僕は、そのまま通り過ぎようかと思った。女の子に話しかけられるわけがないし、そもそも、あの男の子の、不穏な命令に易々と従うのは、できないことだった。
僕がそうやって、少しの間、躊躇っていると、彼女は、多分、僕の傘に当たる「ぼたぼた」という雨音を聞いたのだろう、さっと振り返った。
「なに?」
僕を見つめる、黒い黒い瞳。小指ほどに開いた口。怪しむ人工的な眉毛。はさみで切ったような、ちぐはぐな短髪。あなたが何かを言うべきだ、と訴えかける、肩の小さな揺れ。
「あの……、ごめんなさい」
「なに?」
「いや、その……」
知らず知らずのうちに、僕は、もう片方の手で、鉄の中棒を掴んでいる。抱きしめるように。肩が内に閉じて、小さくなる。
「あぁ……。
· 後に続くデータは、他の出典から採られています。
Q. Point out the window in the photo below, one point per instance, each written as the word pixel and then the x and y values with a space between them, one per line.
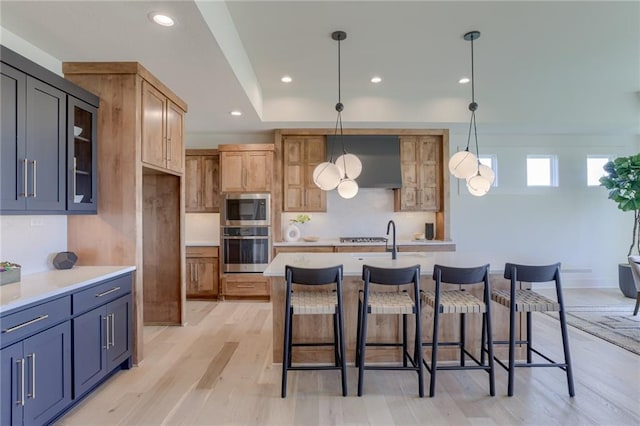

やりたいの?」
「え?」
「いや、だから、わたしとやりたいの?」
「やるって……?」
「やるっていったら、アレしかないでしょ?」
彼女は、素っ気なく、そう吐き捨てた。吐き捨てた……そう、溜息と一緒に。
僕は信じられなかったけど、「やる」の意味を、察した。
「で、いくら出せる?」
「その、あの、違うんだ。そういうわけじゃ」
彼女は、「ふうーん」と吐いて、肘をつき、指を閉じた手に顔をのせた。僕の横を、自動車が通り過ぎた。彼女は、水路の上の、小さな橋に、座っていた。その下で、色鮮やかな鯉が泳いでいた。鯉の、赤や白、黒や金の色が、降りしきる雨のために、揺れてぐらんぐらんに融解していた。
「で、なにしにきたの?」
「えーと……話しかけたくなって」
「わたしさ、篠沢唯奈ってゆうんだけど、知らない?」
僕はもちろん、知らなかった。この高校の生徒のこと、クラスメイトのこと、二年生になっても、僕は何も知らなかった。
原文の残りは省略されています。